- Genres: Classical music, Rock music
- Occupation: Violinist
- Instrument: violin
- Years active: 1980s-present
- Labels: Erato Records, Warner Classics International
- Website: www.alexandermarkov.com

= Alexander Markov =

Russian American violinist

Alexander Markov is a Russian American violinist who has received awards from the Paganini International Violin Competition (gold medal) and the Avery Fisher Career Grant. He is known for his recording of Paganini's 24 Caprices for Solo Violin, particularly for his interpretation of the left-hand pizzicato section of the 24th Caprice. A film of Markov playing the Caprices was directed by Bruno Monsaingeon.

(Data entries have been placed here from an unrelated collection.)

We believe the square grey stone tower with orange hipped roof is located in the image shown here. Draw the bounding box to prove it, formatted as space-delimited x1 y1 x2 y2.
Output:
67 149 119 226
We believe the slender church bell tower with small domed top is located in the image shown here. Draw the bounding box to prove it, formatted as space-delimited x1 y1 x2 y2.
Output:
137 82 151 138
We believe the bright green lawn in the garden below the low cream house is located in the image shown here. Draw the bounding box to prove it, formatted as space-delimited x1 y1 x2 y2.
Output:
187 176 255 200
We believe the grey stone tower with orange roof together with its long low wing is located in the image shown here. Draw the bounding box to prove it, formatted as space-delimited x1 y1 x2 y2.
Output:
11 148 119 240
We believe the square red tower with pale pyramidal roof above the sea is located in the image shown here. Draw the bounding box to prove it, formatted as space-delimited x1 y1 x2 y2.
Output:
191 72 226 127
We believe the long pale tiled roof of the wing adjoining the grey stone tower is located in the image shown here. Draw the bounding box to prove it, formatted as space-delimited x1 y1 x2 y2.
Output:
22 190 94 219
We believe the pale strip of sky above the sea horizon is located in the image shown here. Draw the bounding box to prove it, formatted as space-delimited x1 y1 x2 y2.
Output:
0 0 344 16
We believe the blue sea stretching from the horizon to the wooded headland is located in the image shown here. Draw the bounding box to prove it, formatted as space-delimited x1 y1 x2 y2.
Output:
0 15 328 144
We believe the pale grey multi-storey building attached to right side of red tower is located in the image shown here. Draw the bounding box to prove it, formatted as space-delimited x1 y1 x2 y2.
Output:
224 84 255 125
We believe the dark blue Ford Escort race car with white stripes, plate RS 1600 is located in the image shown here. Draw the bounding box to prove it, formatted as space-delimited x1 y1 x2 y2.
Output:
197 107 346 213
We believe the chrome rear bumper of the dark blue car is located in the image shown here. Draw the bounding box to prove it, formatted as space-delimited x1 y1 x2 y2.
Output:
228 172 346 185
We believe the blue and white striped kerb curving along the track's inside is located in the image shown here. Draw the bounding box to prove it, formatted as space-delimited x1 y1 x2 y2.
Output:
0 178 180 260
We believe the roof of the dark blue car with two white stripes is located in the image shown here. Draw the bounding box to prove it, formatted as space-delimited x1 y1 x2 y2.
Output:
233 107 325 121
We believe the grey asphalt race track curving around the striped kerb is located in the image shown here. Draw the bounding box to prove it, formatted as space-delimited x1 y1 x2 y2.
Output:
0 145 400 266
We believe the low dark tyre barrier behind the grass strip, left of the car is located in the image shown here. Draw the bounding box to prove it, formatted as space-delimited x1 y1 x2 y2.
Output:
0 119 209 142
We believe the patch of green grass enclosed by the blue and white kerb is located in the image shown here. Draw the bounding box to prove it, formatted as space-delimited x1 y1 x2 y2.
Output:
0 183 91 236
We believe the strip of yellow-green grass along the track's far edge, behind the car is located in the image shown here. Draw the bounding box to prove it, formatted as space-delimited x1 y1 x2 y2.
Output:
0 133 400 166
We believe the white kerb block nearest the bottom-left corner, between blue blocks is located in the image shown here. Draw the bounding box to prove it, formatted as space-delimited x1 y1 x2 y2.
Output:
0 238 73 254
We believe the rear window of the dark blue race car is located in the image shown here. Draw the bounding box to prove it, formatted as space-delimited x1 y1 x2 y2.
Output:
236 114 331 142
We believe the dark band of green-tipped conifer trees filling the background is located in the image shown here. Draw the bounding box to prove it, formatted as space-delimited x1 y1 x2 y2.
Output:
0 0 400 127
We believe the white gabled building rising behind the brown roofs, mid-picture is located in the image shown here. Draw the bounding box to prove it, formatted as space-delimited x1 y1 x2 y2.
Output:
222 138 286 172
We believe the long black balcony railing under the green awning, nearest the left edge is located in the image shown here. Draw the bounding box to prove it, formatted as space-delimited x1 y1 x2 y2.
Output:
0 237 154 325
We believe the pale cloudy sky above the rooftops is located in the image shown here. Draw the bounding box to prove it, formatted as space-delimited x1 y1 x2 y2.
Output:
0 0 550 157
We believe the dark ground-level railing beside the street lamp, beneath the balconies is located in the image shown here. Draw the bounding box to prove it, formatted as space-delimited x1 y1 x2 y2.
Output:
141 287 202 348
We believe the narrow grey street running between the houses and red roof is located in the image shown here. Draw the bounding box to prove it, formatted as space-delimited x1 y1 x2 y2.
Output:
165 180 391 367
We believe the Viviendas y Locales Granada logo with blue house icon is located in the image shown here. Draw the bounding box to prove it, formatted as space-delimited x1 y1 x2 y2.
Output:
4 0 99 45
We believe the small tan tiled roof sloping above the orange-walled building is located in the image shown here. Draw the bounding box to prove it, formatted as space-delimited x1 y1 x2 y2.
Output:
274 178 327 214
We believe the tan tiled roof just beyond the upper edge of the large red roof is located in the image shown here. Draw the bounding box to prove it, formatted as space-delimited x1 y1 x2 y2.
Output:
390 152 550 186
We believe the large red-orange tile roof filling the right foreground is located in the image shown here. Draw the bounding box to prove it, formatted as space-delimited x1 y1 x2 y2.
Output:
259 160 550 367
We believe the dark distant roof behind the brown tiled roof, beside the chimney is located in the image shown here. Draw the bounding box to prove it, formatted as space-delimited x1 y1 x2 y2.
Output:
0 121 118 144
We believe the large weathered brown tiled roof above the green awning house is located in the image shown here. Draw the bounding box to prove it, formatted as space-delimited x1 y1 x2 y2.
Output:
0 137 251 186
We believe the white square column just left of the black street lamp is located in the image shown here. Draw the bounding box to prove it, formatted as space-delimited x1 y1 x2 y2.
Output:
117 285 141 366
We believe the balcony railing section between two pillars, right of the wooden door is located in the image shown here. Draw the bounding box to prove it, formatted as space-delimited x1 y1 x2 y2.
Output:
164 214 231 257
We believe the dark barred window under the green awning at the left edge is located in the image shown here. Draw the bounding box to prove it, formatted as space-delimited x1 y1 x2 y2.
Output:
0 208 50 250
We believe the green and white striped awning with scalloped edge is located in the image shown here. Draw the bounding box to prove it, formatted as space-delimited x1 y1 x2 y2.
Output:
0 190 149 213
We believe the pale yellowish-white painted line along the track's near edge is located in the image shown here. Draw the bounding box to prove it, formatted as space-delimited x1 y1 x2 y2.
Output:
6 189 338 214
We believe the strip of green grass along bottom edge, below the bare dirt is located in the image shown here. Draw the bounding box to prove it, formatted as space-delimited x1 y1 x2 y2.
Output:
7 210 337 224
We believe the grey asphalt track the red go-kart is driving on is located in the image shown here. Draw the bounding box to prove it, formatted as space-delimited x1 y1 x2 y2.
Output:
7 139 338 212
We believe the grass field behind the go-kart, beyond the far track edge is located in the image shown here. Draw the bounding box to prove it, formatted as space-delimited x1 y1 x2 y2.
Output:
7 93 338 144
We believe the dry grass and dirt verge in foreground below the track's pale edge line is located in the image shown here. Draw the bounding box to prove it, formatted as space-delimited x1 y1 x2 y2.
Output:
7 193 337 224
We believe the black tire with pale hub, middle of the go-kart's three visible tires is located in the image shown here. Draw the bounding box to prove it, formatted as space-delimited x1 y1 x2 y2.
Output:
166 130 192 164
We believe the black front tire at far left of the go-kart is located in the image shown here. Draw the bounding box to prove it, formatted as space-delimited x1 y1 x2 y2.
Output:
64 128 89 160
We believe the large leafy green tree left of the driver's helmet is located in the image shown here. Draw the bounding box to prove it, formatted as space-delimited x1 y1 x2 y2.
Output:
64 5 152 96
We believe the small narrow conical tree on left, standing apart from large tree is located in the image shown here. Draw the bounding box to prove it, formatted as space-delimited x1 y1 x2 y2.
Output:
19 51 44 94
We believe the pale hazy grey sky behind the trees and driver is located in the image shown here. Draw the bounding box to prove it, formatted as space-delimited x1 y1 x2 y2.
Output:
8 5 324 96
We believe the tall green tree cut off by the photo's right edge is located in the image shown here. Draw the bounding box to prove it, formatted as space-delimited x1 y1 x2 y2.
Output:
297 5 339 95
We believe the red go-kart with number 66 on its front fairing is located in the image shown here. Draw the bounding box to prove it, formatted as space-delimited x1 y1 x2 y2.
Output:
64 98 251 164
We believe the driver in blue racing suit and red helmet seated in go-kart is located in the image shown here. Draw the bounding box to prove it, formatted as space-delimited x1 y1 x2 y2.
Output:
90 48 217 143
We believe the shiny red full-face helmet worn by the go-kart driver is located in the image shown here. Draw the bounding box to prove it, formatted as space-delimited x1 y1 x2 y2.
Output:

Markov was born in Moscow and studied violin with his father, concert violinist Albert Markov. By the time he was eight years old, he was appearing as a soloist with orchestras and performing double concertos with his father. Markov emigrated to the U.S. with his parents and received his United States citizenship in 1982. He made his New York debut recital at Carnegie Hall and appeared with Christoph Eschenbach conducting the Mostly Mozart Festival Orchestra at Avery Fisher Hall.

Markov has recorded for the Erato label, distributed worldwide by Warner Classics. His releases have included the Tchaikovsky pieces for violin and piano. He has performed with Charles Dutoit, Ivan Fischer, Neeme Järvi, Zdeněk Mácal, Lorin Maazel, and Gerard Schwarz. He has performed with the orchestras such as the Philadelphia Orchestra, Orchestre de Paris, the BBC Symphony, the Montreal Symphony, the Budapest Festival Orchestra, the Detroit Symphony, the New Jersey Symphony, the Seattle Symphony and Houston, Baltimore, Cincinnati and Jerusalem orchestras. He played to great acclaim at the Llandeilo Music festival in west Wales in July 2012.

Yehudi Menuhin has written "He is without doubt one of the most brilliant and musical of violinists… Alexander Markov will certainly leave his mark on the music-lovers of the world and in the annals of the violin virtuosi of our day".